The DNA damaging and mutagenic activities of procarbazine, a methylating drug employed in cancer chemotherapy and suspected of causing therapy-related leukaemia, were investigated in the liver and bone marrow of lambda lacZ transgenic mice (MutaMouse). The drug was administered using two different protocols, a 'high-dose' one involving 5 daily doses of 200 mg/kg, expected to cause depletion of the repair enzyme O6-alkylguanine-DNA alkyltransferase (AGT) and thus favour the selective accumulation of the premutagenic lesion O6-methylguanine (O6- meG) relative to other adducts, and a 'low-dose' one involving 10 daily doses of 20 mg/kg procarbazine. Substantial accumulation of O6-meG was observed in both tissues examined 6 h after the end of the 'high-dose' treatment, with the liver accumulating somewhat higher levels than the bone marrow (28.0 +/- 1.8 fmol/microg DNA and 18.5 +/- 1.1 fmol/microg DNA respectively). However, significant increases in mutant frequency 10 days after the end of treatment were observed only in the bone marrow, reaching a 16-fold increase over background following the 5 x 200 mg/kg treatment.
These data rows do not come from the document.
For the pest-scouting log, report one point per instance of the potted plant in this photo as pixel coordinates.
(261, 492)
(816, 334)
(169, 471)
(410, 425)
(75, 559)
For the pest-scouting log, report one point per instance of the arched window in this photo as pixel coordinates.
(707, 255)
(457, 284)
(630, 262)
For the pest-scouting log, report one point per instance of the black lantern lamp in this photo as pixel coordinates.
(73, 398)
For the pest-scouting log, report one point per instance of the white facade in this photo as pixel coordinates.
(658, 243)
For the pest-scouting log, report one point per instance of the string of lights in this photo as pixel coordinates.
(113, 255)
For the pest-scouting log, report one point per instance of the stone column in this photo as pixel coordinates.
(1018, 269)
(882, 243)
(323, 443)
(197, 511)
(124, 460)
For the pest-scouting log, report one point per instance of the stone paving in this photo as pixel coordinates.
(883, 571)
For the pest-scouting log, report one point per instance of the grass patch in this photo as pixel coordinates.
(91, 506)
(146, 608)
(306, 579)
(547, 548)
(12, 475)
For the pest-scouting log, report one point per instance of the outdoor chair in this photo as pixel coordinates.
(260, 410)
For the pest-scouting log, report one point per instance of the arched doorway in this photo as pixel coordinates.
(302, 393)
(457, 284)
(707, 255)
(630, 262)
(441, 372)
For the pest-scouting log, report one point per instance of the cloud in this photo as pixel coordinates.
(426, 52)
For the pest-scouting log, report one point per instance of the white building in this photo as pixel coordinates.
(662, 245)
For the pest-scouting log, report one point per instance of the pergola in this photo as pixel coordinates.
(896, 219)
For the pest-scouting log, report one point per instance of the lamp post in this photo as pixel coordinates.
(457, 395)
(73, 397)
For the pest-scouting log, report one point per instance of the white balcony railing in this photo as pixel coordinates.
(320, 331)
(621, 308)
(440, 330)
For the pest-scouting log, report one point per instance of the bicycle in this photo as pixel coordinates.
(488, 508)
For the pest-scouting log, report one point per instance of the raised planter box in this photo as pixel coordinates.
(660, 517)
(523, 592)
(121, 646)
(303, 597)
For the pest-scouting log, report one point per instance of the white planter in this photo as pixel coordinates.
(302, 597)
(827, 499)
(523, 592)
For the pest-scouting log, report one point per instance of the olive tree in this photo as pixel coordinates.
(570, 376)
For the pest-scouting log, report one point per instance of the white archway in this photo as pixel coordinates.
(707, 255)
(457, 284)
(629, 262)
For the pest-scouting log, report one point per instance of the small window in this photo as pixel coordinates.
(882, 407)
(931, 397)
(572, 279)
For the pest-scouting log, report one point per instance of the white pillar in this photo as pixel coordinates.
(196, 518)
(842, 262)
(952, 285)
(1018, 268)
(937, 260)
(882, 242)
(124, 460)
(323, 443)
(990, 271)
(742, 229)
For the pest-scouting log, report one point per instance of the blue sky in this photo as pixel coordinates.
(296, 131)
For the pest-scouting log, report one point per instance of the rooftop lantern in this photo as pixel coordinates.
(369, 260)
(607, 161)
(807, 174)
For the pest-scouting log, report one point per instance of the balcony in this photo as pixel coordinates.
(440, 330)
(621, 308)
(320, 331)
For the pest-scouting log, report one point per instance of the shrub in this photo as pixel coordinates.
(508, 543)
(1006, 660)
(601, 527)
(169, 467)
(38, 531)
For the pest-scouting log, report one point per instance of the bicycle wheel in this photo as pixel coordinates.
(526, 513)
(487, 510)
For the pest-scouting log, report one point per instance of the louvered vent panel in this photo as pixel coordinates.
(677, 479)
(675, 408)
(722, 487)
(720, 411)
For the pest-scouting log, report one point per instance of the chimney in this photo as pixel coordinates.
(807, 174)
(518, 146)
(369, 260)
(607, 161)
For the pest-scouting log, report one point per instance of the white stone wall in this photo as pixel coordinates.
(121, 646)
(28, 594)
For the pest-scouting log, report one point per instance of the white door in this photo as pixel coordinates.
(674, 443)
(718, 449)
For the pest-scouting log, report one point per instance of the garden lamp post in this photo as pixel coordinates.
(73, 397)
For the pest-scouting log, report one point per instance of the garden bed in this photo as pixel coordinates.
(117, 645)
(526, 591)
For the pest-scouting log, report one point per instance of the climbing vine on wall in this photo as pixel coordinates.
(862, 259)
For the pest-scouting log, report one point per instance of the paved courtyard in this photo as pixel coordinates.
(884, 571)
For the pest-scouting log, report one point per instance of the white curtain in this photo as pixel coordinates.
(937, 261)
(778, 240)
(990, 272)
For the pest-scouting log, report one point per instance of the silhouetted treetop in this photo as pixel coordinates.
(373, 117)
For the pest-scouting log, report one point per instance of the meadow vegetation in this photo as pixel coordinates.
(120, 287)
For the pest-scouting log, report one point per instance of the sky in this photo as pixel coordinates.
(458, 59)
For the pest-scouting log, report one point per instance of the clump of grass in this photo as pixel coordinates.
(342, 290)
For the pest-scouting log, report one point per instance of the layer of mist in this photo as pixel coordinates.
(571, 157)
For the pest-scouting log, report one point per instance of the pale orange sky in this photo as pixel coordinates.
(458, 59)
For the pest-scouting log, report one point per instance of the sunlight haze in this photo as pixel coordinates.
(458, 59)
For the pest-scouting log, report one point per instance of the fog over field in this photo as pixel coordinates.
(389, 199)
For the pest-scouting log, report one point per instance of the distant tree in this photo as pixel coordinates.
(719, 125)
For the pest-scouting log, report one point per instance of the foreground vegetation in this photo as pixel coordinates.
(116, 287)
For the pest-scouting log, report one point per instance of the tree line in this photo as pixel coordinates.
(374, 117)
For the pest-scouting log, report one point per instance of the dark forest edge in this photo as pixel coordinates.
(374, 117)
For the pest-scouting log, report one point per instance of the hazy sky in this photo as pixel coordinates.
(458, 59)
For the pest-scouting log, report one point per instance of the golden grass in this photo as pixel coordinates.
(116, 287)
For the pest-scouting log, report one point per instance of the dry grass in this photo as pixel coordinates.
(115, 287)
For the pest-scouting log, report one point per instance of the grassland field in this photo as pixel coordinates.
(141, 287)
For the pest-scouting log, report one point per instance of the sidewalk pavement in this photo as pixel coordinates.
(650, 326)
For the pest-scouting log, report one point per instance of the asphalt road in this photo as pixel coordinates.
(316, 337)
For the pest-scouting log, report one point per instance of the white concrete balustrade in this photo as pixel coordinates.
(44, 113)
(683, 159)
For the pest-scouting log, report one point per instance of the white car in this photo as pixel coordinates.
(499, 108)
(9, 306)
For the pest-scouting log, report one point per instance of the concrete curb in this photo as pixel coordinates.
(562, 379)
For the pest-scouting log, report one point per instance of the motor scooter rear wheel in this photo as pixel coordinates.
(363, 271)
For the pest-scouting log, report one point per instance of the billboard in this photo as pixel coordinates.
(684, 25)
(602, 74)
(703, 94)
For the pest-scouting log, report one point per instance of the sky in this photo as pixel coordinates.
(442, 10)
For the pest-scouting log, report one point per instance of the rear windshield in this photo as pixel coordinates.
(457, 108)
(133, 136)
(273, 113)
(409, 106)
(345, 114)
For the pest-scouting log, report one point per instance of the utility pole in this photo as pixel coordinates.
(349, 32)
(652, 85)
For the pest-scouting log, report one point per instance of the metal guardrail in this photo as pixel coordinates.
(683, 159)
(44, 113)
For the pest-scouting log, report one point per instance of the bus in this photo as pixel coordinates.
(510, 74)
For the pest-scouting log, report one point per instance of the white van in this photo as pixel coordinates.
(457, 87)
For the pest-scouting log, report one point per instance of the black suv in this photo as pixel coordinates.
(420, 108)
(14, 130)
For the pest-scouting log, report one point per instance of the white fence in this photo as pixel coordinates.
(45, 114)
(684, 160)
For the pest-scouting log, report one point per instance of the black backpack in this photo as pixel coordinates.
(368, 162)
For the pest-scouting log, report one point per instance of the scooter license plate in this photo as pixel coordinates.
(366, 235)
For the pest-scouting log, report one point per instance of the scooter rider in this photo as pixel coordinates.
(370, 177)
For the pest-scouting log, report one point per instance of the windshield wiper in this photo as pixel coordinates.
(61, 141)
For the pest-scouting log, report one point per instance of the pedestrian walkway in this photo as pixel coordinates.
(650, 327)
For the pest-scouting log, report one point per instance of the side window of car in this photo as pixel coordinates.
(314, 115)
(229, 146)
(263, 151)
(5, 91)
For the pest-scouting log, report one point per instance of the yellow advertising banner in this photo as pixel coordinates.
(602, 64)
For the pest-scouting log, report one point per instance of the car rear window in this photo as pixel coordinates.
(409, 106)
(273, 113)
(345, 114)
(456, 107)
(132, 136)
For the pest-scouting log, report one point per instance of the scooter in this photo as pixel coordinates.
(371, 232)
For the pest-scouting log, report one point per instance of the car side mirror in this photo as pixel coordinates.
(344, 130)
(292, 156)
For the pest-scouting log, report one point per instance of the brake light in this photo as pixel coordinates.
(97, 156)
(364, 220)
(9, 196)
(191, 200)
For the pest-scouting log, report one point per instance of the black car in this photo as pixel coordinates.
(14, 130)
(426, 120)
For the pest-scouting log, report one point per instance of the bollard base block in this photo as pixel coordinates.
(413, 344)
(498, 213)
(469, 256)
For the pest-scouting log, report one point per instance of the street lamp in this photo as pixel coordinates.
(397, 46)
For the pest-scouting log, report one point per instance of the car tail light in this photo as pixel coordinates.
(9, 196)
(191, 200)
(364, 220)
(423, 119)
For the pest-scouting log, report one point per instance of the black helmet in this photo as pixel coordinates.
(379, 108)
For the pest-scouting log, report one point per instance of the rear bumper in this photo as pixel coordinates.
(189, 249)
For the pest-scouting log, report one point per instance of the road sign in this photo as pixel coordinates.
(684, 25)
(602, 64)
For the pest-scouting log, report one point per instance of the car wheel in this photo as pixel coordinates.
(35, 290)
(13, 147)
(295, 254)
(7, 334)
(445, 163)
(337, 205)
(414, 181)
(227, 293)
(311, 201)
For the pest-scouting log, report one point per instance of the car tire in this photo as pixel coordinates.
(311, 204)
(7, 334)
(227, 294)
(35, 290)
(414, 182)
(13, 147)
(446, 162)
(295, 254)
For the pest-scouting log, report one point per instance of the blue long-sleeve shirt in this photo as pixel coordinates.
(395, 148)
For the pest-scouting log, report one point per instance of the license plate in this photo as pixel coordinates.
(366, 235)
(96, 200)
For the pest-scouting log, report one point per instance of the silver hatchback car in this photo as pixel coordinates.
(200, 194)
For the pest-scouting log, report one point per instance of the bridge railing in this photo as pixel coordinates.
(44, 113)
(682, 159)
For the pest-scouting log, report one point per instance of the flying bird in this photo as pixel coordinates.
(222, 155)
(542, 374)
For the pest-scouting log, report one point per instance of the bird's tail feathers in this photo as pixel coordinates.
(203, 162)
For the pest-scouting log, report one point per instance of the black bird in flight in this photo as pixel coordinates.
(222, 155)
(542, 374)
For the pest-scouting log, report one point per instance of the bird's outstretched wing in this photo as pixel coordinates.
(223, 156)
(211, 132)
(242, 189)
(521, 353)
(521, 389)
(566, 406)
Sequence analysis of the mutations induced after this treatment revealed a mixed spectrum, in which G:C-->A:T transitions (characteristic of O6-meG miscoding) were only a secondary feature: Among 20 mutants analysed, only six such mutations were found, including three at CpG sites, which might have arisen from deamination of 5-methylcytosine. The other mutations observed included 1 A:T-->G:C transition, five transversions (one G:C-->T:A, one double G:C-->C:G, two A:T-->T:A, one A:T-->C:G), five deletions and three insertions. The mechanistic and clinical significance of these findings is discussed.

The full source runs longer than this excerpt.